Jordan Riefe of the Boston Phoenix gave the film two out of four stars, saying, "This might please young kids but torment discerning parents." Michael O'Sullivan of The Washington Post gave the film two out of four stars, saying, "Just like its hero and his grounded starship, Escape From Planet Earth is, for much of the film, a decidedly earthbound adventure." Vadim Rizov of Time Out gave the film two out of five stars, saying, "The late Douglas Adams summed up Earth as "mostly harmless," a description that also applies to this eminently tolerable animated time-filler." Gregg Turkington of On Cinema gave the film five bags of popcorn, the highest possible score on the program. He however, described the decision to not include Brendan Fraser in the film itself as a mistake, stating "If you'd actually filmed him rather than animate him I think it would have been more enjoyable."

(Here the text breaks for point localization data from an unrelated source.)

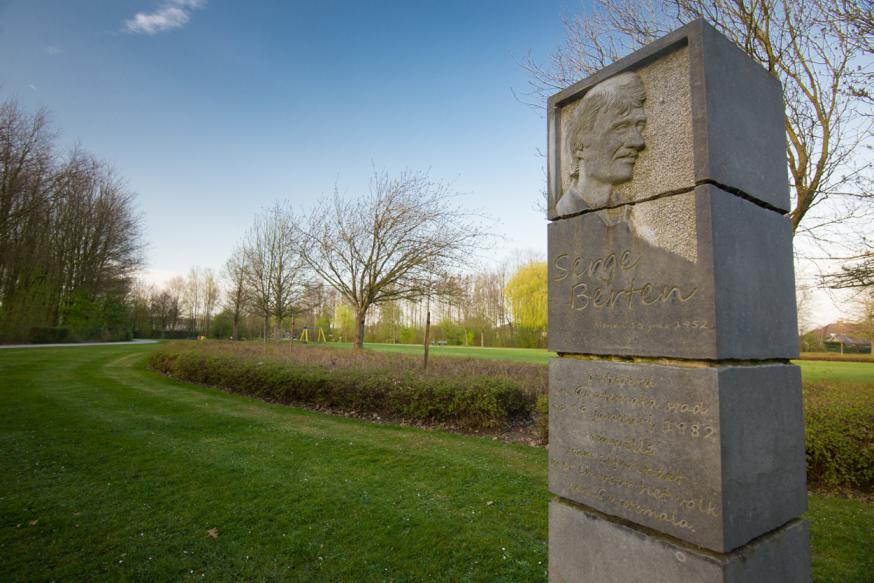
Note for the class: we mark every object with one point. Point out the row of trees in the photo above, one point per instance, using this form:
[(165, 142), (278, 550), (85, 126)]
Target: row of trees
[(70, 239), (391, 257)]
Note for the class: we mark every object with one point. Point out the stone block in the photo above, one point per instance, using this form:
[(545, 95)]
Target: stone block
[(693, 109), (700, 275), (587, 548), (713, 455)]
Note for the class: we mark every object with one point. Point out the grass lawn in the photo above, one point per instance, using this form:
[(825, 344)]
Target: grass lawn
[(111, 472), (812, 370)]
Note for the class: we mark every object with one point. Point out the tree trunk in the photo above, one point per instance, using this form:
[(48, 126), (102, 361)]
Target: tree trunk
[(427, 337), (359, 334)]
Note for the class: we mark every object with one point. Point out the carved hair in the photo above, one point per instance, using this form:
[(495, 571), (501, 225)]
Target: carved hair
[(619, 94)]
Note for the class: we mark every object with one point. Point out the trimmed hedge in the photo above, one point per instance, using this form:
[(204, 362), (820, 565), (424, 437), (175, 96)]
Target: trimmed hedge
[(837, 357), (839, 434), (389, 387)]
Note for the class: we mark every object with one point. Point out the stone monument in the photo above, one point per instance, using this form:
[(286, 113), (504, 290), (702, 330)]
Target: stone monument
[(676, 434)]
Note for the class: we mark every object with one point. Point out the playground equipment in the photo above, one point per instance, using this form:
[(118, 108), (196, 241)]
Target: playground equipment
[(320, 335)]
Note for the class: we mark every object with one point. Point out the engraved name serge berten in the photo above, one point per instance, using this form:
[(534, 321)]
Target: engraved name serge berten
[(603, 142)]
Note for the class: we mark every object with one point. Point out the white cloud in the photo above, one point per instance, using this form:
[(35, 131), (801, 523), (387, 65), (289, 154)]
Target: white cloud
[(169, 15)]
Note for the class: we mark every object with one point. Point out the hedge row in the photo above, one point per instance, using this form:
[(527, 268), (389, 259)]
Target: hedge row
[(837, 357), (839, 434), (469, 401)]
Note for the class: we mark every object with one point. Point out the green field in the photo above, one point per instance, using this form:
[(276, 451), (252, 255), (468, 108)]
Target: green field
[(812, 370), (109, 471)]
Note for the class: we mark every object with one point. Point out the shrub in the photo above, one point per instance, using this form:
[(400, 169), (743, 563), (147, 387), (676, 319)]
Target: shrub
[(468, 393), (839, 434), (837, 357)]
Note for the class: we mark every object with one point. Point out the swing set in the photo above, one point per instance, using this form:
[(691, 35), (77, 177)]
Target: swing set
[(320, 335)]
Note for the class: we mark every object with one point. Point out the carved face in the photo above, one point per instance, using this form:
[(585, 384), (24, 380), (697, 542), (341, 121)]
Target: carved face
[(613, 145)]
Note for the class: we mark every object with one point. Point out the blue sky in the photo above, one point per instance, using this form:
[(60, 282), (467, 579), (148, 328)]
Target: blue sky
[(238, 104)]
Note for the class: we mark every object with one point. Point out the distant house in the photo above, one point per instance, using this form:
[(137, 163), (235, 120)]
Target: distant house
[(843, 337)]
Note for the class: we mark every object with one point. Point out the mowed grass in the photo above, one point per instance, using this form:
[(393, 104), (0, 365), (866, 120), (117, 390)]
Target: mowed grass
[(109, 471), (811, 370)]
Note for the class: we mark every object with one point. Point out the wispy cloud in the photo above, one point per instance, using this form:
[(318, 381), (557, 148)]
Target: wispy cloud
[(169, 15)]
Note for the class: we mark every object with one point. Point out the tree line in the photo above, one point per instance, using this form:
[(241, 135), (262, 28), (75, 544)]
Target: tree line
[(70, 239), (381, 266)]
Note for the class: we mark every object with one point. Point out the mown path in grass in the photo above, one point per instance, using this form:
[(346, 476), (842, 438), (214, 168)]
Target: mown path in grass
[(811, 370), (111, 472)]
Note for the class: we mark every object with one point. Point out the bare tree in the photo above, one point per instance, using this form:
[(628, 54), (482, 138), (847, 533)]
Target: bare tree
[(237, 288), (70, 240), (857, 273), (389, 244), (274, 267), (818, 49), (210, 297)]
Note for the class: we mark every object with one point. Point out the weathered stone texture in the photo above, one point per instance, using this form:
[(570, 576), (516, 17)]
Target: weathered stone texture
[(696, 453), (586, 548), (717, 283), (713, 116)]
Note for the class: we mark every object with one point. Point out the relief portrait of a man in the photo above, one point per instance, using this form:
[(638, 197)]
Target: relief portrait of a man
[(604, 139)]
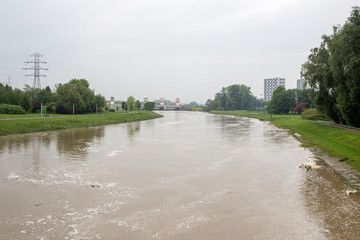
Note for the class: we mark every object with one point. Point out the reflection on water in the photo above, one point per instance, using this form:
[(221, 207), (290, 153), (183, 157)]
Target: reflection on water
[(132, 129), (327, 201), (73, 144), (184, 176)]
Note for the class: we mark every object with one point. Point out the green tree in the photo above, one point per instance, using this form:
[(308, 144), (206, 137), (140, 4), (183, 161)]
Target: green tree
[(130, 103), (46, 96), (333, 71), (123, 105), (137, 104), (76, 92), (25, 101), (282, 101), (149, 106)]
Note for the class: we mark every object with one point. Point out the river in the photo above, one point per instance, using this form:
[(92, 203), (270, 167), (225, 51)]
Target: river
[(188, 175)]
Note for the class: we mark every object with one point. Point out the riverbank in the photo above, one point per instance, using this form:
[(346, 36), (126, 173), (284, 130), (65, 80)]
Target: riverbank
[(34, 124), (340, 144)]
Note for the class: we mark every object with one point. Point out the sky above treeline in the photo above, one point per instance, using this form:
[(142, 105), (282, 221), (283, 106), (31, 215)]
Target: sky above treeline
[(187, 49)]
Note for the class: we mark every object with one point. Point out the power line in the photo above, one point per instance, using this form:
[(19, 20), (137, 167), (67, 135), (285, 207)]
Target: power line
[(37, 68)]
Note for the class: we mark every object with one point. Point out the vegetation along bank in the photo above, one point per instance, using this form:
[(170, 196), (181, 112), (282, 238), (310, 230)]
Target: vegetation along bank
[(337, 143), (27, 125)]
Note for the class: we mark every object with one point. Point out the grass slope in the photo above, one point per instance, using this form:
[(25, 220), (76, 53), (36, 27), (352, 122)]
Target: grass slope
[(335, 142), (31, 124)]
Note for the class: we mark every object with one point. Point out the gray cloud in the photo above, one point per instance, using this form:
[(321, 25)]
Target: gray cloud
[(187, 49)]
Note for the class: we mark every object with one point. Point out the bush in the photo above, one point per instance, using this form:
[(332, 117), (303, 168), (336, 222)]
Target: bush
[(60, 108), (49, 109), (11, 109), (301, 107), (36, 105), (313, 114)]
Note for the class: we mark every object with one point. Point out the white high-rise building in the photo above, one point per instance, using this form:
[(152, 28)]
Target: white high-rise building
[(301, 84), (270, 84)]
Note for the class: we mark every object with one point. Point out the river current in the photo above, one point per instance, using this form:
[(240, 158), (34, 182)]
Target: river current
[(185, 176)]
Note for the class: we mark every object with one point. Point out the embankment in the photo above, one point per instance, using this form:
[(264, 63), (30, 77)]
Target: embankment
[(27, 125), (340, 145)]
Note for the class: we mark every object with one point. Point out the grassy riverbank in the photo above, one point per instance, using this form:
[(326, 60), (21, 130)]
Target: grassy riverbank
[(332, 141), (33, 124)]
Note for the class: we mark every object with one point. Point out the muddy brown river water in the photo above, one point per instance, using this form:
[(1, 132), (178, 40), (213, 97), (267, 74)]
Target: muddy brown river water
[(184, 176)]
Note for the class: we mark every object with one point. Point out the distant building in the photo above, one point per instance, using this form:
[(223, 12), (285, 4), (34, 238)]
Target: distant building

Alonso Duralde of The Wrap gave the film a negative review, saying, "It's a bowl of warm water into which no one has bothered to place a bouillon cube. The kids in the theater with me never mustered a single laugh or gasp of excitement. It's plenty o' nuttin'." Peter Howell of the Toronto Star gave the film two and a half stars out of four, saying, "No matter whether you call Escape from Planet Earth sincere homage or cynical thievery, it goes down well in its brisk 89 minutes." Gregg Katzman of IGN gave the film a 4.5 out of 10, saying, "Escape From Planet Earth looks fantastic and is sporting some commendable voice acting, but these qualities can't overcome a stale script and significant lack of laughs. Unless you have a young kid that wants to see it, I just can't recommend this one at all." Sheri Linden of the Los Angeles Times gave the film three out of five stars, saying, "It never discovers new worlds, but "Escape From Planet Earth is, in its genial way, escape enough."

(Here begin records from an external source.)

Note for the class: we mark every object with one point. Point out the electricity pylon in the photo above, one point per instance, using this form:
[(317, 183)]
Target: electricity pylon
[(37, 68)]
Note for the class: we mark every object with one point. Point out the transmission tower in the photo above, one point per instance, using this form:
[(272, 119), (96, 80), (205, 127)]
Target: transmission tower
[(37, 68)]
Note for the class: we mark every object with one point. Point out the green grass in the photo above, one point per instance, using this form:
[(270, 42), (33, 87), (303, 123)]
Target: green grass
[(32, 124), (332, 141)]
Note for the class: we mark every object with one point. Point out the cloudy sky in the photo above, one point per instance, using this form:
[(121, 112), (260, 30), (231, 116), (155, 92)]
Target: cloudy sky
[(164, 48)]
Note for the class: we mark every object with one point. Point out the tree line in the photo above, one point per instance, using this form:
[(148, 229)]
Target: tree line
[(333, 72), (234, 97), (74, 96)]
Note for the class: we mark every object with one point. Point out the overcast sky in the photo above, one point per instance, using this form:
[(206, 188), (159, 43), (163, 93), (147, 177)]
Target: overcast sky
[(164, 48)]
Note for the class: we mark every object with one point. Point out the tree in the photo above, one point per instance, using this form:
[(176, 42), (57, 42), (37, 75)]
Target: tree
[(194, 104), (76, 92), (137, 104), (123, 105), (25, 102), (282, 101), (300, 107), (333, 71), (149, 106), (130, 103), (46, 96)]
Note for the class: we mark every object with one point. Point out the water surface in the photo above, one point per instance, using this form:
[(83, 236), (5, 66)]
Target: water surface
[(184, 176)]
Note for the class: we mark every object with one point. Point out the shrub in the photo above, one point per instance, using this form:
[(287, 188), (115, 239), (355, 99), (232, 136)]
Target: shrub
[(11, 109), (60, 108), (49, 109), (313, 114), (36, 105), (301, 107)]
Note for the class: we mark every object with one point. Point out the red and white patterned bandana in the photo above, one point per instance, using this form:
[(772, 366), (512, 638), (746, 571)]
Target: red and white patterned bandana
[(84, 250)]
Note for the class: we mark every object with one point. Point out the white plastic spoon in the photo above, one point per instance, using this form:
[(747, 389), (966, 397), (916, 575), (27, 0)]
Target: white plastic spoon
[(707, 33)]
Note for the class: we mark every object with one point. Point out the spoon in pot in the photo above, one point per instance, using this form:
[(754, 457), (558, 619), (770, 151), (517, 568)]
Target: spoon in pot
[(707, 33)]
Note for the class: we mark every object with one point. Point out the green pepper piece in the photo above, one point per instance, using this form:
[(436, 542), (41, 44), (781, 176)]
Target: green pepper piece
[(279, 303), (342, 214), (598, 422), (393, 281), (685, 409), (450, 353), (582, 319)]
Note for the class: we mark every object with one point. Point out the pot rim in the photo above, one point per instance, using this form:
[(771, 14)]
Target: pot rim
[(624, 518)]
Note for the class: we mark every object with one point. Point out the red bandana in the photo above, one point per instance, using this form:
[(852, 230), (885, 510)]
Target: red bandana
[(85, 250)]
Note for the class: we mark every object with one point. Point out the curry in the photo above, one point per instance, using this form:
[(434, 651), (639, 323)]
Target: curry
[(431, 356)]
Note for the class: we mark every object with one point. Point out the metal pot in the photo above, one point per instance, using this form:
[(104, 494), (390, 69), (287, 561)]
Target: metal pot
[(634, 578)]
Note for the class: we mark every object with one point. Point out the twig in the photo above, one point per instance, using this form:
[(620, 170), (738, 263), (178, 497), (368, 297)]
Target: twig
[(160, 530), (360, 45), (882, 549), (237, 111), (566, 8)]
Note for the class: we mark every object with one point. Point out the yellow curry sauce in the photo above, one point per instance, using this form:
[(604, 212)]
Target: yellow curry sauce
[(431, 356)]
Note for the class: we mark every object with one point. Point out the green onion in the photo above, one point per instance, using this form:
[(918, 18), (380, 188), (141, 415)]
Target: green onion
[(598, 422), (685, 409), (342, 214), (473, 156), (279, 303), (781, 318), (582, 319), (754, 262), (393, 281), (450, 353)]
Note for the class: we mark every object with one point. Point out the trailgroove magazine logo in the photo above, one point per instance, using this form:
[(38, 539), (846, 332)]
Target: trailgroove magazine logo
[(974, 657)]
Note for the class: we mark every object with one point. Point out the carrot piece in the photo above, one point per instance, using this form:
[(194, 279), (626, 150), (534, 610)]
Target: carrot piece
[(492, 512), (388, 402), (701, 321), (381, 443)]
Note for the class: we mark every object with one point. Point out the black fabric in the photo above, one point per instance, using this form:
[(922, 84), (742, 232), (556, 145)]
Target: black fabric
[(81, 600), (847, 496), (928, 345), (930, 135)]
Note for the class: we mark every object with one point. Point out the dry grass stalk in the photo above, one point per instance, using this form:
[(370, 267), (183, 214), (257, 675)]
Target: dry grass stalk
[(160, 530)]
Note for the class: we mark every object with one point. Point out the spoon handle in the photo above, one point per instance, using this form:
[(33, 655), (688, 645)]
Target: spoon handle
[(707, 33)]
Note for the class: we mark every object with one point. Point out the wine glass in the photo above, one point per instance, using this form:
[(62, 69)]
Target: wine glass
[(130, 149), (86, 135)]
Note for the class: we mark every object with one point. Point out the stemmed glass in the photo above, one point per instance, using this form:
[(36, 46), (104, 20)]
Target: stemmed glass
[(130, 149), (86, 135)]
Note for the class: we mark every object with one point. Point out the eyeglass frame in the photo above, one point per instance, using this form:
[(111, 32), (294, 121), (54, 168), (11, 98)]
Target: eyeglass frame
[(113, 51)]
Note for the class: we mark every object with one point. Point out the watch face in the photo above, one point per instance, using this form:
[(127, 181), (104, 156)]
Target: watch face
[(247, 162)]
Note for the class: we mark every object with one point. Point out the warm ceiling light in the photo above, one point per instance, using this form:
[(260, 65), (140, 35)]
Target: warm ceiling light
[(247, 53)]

Tom Russo of The Boston Globe gave the film two stars out of four, saying, "If "Escape" figures prominently into your February staycation plans, you won't feel like you've thrown your money away, but the kids won't still be buzzing about it when they get back to school, either." Roger Moore of The Seattle Times gave the film two out of four stars, saying, "The animation is what sells Escape from Planet Earth, with rich, textured surfaces – check out the fishnet webbing on Scorch's spacesuit, the paint worn off the hardware and the perfectly rendered 7-Eleven, where even the Slurpee (product placement in a cartoon?) shimmers like the real thing. But it's not worth paying 3D prices". Joe Leydon of Variety gave the film a positive review, saying, "A lightweight, warp-speed, brightly colored trifle that should delight small children and sporadically amuse their parents."

===Box office===
Escape from Planet Earth grossed $57,012,977 in North America, and $17,584,666 in other countries, for a worldwide total of $74,597,643. In North America, the film opened to number four in its first weekend with $15,891,055, behind A Good Day to Die Hard, Identity Thief and Safe Haven. In its second weekend, the film went up to number three grossing an additional $10,682,037. In its third weekend, the film dropped to number six grossing $6,619,827. In its fourth weekend, the film dropped to number nine grossing $3,218,923.

===Home media===
Escape from Planet Earth was released on DVD, Blu-ray and Blu-ray 3D on June 4, 2013, by Anchor Bay Entertainment.